Final GILTI Regulations Issued
Expanded High Tax Exclusion Not Currently Effective
Last Friday, Treasury issued final regulations for section 951A concerning Global Intangible Low-Taxed Income (“GILTI”), with an effective date of June 21, 2019. While Treasury retained the overall general framework of the proposed regulations, there were several areas of clarification along with items that were either not yet finalized or will require additional guidance. In a normal environment it is highly doubtful these regulations would have been issued in final form so quickly, however, the final regulations had to be effective no later than June 22, as the retroactive guidance window for the Tax Cuts and Job Act (“TCJA”) closes 18 months after the effective date of the tax law, which was December 22, 2017.

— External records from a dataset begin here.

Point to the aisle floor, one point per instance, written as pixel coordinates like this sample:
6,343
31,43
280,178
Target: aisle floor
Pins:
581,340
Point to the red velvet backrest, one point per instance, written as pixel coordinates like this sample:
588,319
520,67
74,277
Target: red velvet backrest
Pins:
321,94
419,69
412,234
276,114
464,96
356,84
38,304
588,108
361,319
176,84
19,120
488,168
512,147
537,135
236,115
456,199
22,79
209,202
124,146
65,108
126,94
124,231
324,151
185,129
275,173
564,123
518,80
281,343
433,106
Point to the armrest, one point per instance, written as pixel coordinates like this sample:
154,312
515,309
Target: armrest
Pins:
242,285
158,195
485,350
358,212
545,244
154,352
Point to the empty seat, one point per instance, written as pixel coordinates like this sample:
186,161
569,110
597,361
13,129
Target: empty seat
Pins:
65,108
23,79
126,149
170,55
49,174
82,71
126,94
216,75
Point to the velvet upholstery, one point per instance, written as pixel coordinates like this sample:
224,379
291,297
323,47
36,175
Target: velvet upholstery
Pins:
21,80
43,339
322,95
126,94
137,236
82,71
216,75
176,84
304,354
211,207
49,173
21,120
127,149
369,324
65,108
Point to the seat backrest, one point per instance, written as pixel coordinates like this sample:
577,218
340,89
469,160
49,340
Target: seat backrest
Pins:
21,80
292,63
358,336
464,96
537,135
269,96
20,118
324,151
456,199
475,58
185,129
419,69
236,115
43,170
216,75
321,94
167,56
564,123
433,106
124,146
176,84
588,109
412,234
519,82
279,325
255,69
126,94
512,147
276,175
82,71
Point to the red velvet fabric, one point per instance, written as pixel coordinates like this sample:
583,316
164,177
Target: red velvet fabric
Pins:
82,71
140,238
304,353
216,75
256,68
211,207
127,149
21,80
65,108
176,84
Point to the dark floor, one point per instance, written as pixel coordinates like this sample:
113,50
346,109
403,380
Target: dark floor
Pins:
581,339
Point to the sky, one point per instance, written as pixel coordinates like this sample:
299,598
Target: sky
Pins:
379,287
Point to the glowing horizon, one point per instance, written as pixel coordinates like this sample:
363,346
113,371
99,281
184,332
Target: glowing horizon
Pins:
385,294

One of the most anticipated issues associated with the GILTI final regulations was the applicability of the high tax exclusion. Due to what appears to be mostly time constraints, Treasury did not expand the high tax exclusion in the final GILTI regulations. The regulations continue to include the narrow exclusion for those taxpayers who elect to exclude high tax income that would otherwise be classified as foreign base company income or insurance income. Treasury’s explanation for not expanding the application of the high tax exclusion was because, unlike most aspects of the U.S. international tax anti-deferral rules whereby an inclusion amount is based on a single item, a GILTI inclusion amount is determined based on all tested items of potentially multiple Controlled Foreign Corporations (“CFCs”).
One can infer from Treasury’s news release and preamble to the final regulations that a broader high tax exclusion should be available to taxpayers because the application of GILTI in its current form could be considered overly broad and beyond what Congress intended from a policy perspective. Pursuant to the unique application of GILTI, Treasury does not believe the current high tax exclusion election provided for in Treasury Regulation 1.954-1(d)(1) provides the necessary framework for applying the high tax exception of 954(b)(4) for a GILTI inclusion. Accordingly, Treasury issued proposed regulations, which set forth a framework under which taxpayers would be permitted to make an election under 954(b)(4) to exclude income by reason of the GILTI high tax exclusion. Until these to-be-issued new regulations are effective, however, a taxpayer may not avail themselves of the GILTI high tax exclusion except for the narrow exclusion originally published in the proposed regulations. Consequently, barring additional guidance or clarifications it does not appear at this time that taxpayers will be able to take advantage of this to-be-issued expanded high tax exclusion in their 2018 tax return.
In addition to the clarification on the availability of the high tax exclusion, the newly issued and voluminous GILTI regulations also contain additional guidance and clarifications which your Cherry Bekaert International Tax Team is currently digesting and will be providing additional notices on in the coming weeks.